Les études précédentes sur le déplacement des aires d’habitat se concentraient sur les impacts directs du changement climatique sur les espèces individuelles. Bien que ces projections d’espèces individuelles donnent un aperçu de la composition des communautés océaniques dans un monde en réchauffement, elles n’ont pas tenu compte de la façon dont les interactions entre les réseaux alimentaires affecteront le rythme du changement.

La nouvelle étude s’est penchée sur les interactions trophiques – le processus par lequel une espèce est nourrie au détriment d’une autre – et sur d’autres dynamiques du réseau alimentaire pour déterminer comment le changement climatique affecte les aires de répartition des espèces.

En utilisant des modèles informatiques sophistiqués, les chercheurs ont déterminé que les interactions prédateur-proie font que de nombreuses espèces, en particulier les grands prédateurs, déplacent leurs aires de répartition plus lentement que le climat.

“Cette dynamique ne se fera pas seulement à un endroit mais à l’échelle mondiale. Cela n’est pas de bon augure pour la vie marine, et ce n’est pas un effet qui a été largement reconnu.” – Malin Pinsky

“Le modèle suggère qu’au cours des 200 prochaines années de réchauffement, les espèces vont continuellement se remanier et être en train de déplacer leurs aires de répartition”, a déclaré l’auteur principal E. W. Tekwa, un ancien postdoc de Rutgers en écologie, évolution et ressources naturelles, maintenant à l’Université de Colombie-Britannique. “Même après 200 ans, les espèces marines seront toujours en retard sur les changements de température, et cela est particulièrement vrai pour celles qui se trouvent au sommet du réseau alimentaire.”

À mesure que le climat se réchauffe, des millions d’espèces se déplacent vers les pôles dans une réorganisation spectaculaire de la vie sur terre. Cependant, notre compréhension de cette dynamique a largement ignoré une caractéristique clé de la vie – les animaux et autres organismes doivent manger. Les chercheurs ont comblé ce manque de connaissances en examinant comment le besoin fondamental de se nourrir affecte les mouvements des espèces.

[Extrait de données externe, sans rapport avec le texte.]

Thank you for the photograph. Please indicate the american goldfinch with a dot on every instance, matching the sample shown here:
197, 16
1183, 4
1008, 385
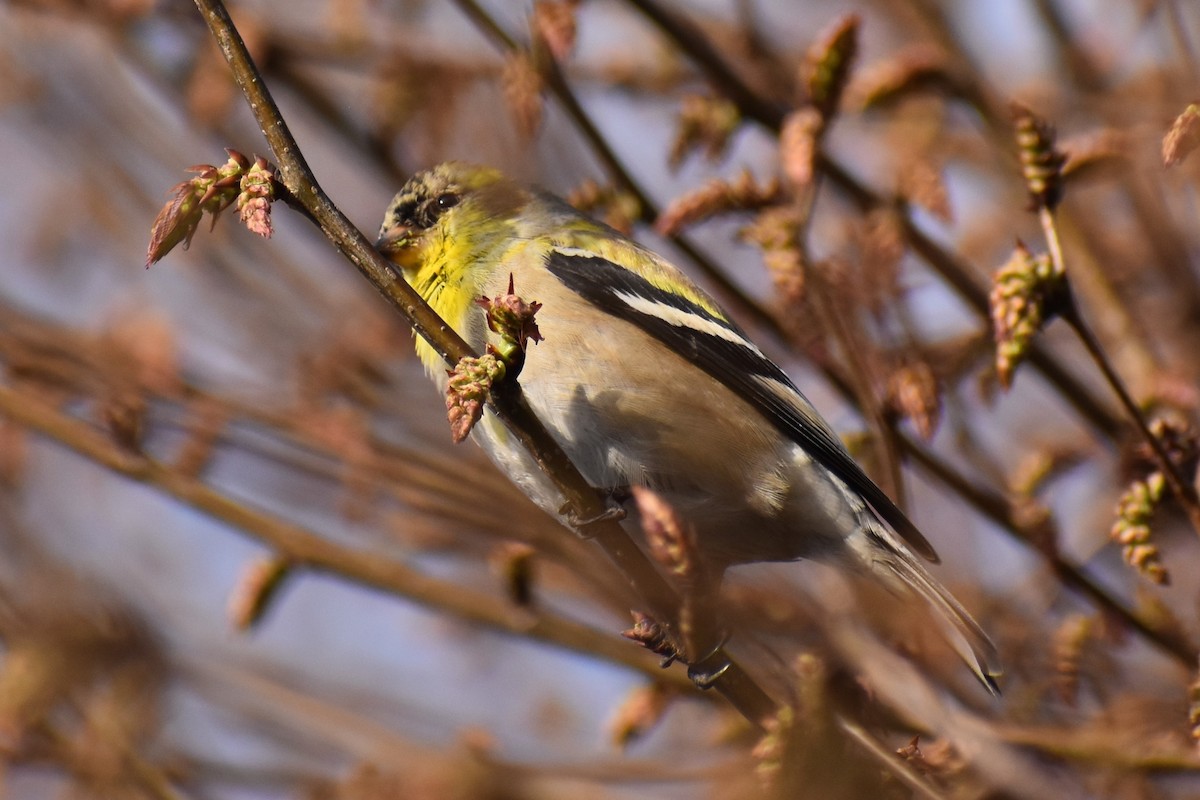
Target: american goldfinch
643, 380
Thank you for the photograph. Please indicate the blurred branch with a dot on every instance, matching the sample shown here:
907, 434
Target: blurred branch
508, 402
957, 272
617, 172
310, 551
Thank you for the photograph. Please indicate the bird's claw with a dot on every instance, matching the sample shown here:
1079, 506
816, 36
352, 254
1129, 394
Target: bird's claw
580, 524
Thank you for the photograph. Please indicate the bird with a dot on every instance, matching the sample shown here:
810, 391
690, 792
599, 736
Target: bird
645, 380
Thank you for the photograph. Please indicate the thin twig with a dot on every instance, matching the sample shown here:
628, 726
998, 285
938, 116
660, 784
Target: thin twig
953, 269
1183, 489
310, 551
507, 402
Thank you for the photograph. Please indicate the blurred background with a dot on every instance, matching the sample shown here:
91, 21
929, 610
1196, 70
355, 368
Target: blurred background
241, 558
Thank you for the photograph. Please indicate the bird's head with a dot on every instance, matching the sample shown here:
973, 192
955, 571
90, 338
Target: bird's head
442, 209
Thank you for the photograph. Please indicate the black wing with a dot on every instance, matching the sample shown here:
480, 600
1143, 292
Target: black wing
721, 349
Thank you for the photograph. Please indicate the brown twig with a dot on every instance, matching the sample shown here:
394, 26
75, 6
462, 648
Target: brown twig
507, 401
310, 551
952, 268
1183, 489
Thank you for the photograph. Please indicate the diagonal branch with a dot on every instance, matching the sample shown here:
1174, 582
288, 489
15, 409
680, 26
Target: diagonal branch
508, 402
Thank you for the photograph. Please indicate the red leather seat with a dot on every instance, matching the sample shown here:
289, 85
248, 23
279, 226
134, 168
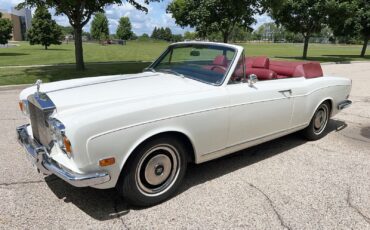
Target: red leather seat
267, 70
260, 67
219, 64
221, 60
262, 74
286, 69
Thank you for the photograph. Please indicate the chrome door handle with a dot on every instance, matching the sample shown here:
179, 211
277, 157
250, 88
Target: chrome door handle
286, 91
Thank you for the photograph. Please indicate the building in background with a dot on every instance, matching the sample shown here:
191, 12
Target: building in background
21, 20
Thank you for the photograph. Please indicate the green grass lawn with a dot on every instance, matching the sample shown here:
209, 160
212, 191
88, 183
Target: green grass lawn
133, 58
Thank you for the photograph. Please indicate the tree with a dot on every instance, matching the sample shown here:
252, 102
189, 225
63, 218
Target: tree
99, 27
305, 17
177, 38
124, 30
79, 14
155, 33
67, 30
44, 30
190, 35
209, 16
5, 30
167, 34
239, 33
351, 18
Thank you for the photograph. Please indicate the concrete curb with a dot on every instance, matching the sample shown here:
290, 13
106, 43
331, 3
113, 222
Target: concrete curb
14, 87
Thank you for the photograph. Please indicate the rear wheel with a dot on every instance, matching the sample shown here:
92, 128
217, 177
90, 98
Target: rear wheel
319, 122
154, 171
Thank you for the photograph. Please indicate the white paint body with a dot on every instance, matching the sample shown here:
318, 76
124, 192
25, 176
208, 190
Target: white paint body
110, 116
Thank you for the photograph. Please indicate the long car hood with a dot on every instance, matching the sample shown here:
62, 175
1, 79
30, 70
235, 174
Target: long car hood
79, 93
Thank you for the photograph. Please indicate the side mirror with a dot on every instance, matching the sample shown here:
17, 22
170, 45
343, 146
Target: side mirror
252, 79
195, 53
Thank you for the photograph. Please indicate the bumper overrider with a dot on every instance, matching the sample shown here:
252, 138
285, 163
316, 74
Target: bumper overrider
39, 157
344, 104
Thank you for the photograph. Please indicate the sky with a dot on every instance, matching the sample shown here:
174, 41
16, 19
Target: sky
141, 22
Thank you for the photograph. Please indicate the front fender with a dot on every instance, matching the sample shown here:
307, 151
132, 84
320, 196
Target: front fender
122, 143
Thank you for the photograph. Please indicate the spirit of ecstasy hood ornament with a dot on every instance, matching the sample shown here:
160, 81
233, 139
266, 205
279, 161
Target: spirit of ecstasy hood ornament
38, 83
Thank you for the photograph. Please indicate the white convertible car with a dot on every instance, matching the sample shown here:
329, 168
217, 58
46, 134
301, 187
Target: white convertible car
198, 101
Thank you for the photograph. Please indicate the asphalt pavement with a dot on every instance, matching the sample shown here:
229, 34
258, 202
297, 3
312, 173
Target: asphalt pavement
287, 183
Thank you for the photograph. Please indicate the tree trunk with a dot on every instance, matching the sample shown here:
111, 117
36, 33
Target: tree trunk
225, 37
366, 42
305, 47
80, 65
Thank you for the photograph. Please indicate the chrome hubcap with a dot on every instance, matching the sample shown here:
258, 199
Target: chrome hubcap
158, 170
321, 119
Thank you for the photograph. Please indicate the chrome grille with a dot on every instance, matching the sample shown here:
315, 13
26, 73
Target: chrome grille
40, 108
39, 125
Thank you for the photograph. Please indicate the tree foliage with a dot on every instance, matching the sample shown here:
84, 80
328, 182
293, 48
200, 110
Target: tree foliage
306, 17
162, 34
44, 30
210, 16
5, 30
190, 35
99, 27
351, 18
124, 30
79, 14
67, 30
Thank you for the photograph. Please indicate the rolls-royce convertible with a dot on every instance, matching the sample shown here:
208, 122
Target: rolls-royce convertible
198, 101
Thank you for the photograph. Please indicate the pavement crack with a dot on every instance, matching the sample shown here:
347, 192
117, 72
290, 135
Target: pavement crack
118, 214
324, 149
281, 220
353, 138
354, 207
356, 115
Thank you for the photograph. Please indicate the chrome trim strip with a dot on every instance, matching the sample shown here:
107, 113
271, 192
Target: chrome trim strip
282, 132
125, 78
47, 166
203, 111
344, 104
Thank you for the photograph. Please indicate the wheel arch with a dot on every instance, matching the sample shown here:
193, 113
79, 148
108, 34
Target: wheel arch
327, 99
180, 135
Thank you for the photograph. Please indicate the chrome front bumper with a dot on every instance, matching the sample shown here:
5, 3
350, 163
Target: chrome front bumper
344, 104
44, 164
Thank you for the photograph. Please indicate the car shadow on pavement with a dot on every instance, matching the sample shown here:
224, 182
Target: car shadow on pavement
108, 204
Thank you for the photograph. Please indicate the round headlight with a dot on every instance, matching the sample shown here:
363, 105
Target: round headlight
58, 134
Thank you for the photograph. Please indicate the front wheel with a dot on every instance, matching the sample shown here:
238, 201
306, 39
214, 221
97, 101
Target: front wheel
154, 171
319, 122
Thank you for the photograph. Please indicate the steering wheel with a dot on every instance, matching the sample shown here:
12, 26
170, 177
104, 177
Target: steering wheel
220, 67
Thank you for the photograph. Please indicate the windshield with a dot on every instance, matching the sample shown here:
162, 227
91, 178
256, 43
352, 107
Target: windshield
201, 62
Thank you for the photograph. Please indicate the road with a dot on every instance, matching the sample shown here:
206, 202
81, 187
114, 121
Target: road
287, 183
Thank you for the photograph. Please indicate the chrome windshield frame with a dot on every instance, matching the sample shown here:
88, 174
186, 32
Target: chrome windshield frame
205, 44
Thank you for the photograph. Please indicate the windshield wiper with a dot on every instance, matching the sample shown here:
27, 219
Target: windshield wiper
171, 72
150, 69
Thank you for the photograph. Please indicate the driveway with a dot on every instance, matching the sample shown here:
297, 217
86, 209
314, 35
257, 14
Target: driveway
286, 183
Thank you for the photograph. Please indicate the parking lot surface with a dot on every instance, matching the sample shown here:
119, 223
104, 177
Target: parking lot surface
287, 183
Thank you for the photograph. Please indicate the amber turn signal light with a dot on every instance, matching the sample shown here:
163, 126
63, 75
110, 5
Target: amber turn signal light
21, 106
107, 162
67, 145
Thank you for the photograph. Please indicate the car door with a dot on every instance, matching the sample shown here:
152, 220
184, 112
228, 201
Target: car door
258, 111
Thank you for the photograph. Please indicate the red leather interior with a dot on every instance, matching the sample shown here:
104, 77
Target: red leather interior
266, 69
261, 62
220, 60
262, 74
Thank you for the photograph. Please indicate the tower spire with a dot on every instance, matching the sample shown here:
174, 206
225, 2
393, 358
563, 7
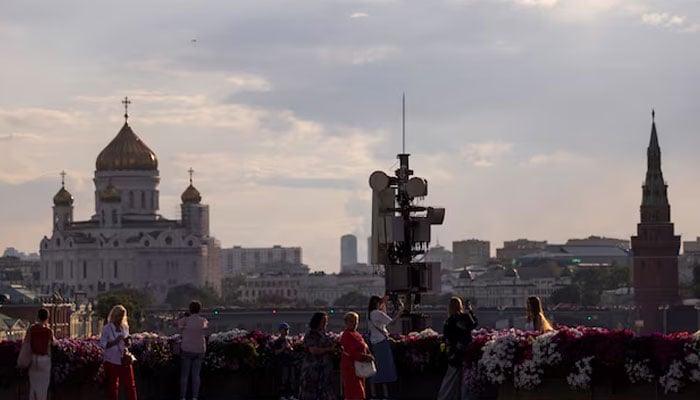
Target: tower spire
126, 103
654, 189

Les chercheurs ont développé un “modèle de réseau alimentaire spatialement explicite” qui inclut des paramètres tels que le métabolisme, la taille du corps et les plages de température optimale. En tenant compte du changement climatique, leur modèle a révélé que les interactions trophiques dynamiques entravent la capacité des espèces à réagir rapidement au réchauffement des températures. Ils ont également constaté que les prédateurs supérieurs à gros corps restent plus longtemps que les proies plus petites dans les habitats historiques, en partie à cause de l’arrivée de nouvelles sources de nourriture dans leurs gammes d’avant le réchauffement.

“Ces dynamiques ne seront pas seulement à un endroit mais à l’échelle mondiale”, a déclaré Pinsky. “Cela n’augure rien de bon pour la vie marine, et ce n’est pas un effet qui a été largement reconnu”.

Référence : “Body-size and food-web interactions mediate species range shifts under warming” 12 avril 2022, Proceedings of the Royal Society B Biological Sciences (en anglais).
DOI : 10.1098/rspb.2021.2755

Financement : Fondation Gordon et Betty Moore, bourse postdoctorale Hakai, Fondation nationale des sciences, Fondation nationale des sciences, Fondation nationale des sciences.